Demokratik Toplum Kongresi’nin (DTK) Diyarbakır’daki sivil toplum örgütlerine yaptığı ziyaretler bugün de sürdü. Ziyaretler kapsamında gün içerisinde Diyarbakır Barosu ve İnsan Hakları Derneği (İHD) Diyarbakır şubesi ziyaret edildi. DTK Eşbaşkanı Leyla Güven ve DTK Başkanlık Divanı üyelerinden oluşan heyet, ilk olarak Diyarbakır Barosu’nu ziyaret etti. Heyet, baro başkanı Ahmet Özmen tarafından karşılandı.
Ziyarette konuşan Güven, zor ve tehlikeli bir süreçten geçildiğini belirterek, “Bu süreçten en fazla zararı ise coğrafyamız görüyor.
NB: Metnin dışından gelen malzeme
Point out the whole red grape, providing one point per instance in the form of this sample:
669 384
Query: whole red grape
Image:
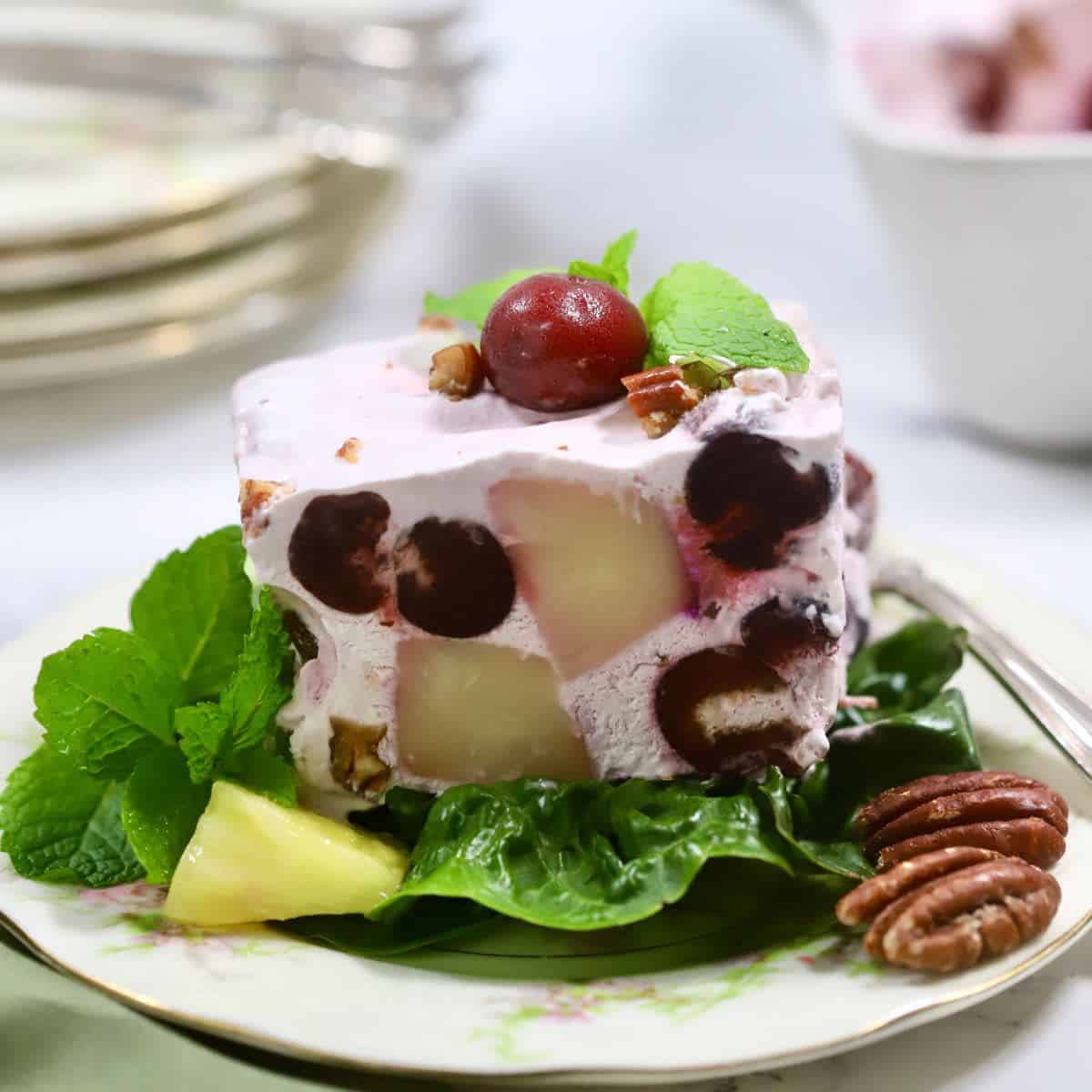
555 342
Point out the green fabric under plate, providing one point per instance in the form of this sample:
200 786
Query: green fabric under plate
58 1036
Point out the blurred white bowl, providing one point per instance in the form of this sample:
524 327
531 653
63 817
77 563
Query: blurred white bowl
992 239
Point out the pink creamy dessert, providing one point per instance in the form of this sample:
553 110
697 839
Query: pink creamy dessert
988 66
480 591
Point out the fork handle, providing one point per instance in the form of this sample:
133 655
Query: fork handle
1048 699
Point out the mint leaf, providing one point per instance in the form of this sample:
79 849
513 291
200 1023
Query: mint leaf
205 734
195 609
107 700
262 680
105 856
45 811
699 312
474 304
161 811
614 268
263 773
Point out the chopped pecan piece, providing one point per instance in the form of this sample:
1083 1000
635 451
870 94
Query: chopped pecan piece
305 642
858 702
256 497
660 397
1014 814
958 918
436 322
457 371
349 451
354 762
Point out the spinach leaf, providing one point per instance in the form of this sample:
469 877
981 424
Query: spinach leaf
581 855
431 922
905 671
868 758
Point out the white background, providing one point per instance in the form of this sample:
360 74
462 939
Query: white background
705 126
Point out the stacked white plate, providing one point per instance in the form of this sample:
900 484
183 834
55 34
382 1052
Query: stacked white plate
136 232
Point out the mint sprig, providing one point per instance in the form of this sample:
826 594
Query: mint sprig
614 268
161 812
130 752
61 825
194 611
698 312
474 304
107 700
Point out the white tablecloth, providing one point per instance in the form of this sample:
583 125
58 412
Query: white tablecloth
707 126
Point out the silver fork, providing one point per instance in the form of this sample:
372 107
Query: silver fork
1048 699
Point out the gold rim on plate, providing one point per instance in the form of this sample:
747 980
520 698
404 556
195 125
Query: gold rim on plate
867 1035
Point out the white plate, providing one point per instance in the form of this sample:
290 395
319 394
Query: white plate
782 1007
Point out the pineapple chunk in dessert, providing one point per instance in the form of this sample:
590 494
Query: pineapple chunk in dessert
475 713
254 861
582 561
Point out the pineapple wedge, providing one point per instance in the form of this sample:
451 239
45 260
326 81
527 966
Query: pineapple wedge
254 861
Bu nedenle bu coğrafyada bulunan bütün sivil toplum örgütleri ile bir araya gelerek öneri ya da taleplerini almak istedik” dedi. Hukukun Kürt coğrafyası için çok önemli olduğunu ve baronun da bu konuda önemli görevler üstlendiğini belirten Güven, “Baro tüm hukuksuzluklar karşısında mücadelesini sürdürürken önemli bir mücadele arkadaşlarını, Tahir Elçi’yi de kaybetti. O artık bir barış güvercini oldu” dedi. Ziyaretleri nedeniyle DTK heyetine teşekkürlerini ileten Özmen ise, Tahir Elçi cinayetinin planlı bir cinayet olduğunu belirterek Elçi dosyasının faili meçhul kalmasına izin vermeyeceklerini söyledi. Türkiye’nin Kürt sorunu çözülmeden demokratikleşemeyeceğine inandıklarını belirten Özmen, sorunun bir an önce müzakere yolları ile çözülmesi gerektiğini belirtti.
‘KOLEKTİF BİR ÇALIŞMA TARZINA İHTİYAÇ VAR’
Daha sonra İHD’yi ziyaret eden DTK heyetini İHD Diyarbakır şube Başkanı Raci Bilici ve şube yöneticileri karşıladı. Ziyarette konuşan Güven, bölgede yaşanan yoğun hak ihlallerine karşı İHD’nin de onurlu bir mücadele yürüttüğüne şahit olduğunu belirterek, “Hep 1990’lar denilir ya bunu çok çok aşan bir konsept ile karşı karşıyayız. Ama bu faşist cephenin karşısında bir duruşa da ihtiyaç var. Bir bütünlüklü, beraber kolektif bir çalışma tarzına ihtiyaç var” dedi. Yürütülen insan hakları mücadelesinde çok sayıda arkadaşlarının yaşamını yitirdiğini belirten Bilici ise, “Biz yanlış bir şey yapmıyoruz. Bir barış, adalet, hukuk istiyoruz. Bundan daha öte ne olabilir ki. Biz bölgede Türkiye’de yaşanan hak ihlallerini tespit edip kamuoyu ile paylaşmaya devam edeceğiz. Yetkililere eski yöntemler ile devam edilmesiyle sonuç alınamayacağını anlatmaya devam edeceğiz” dedi.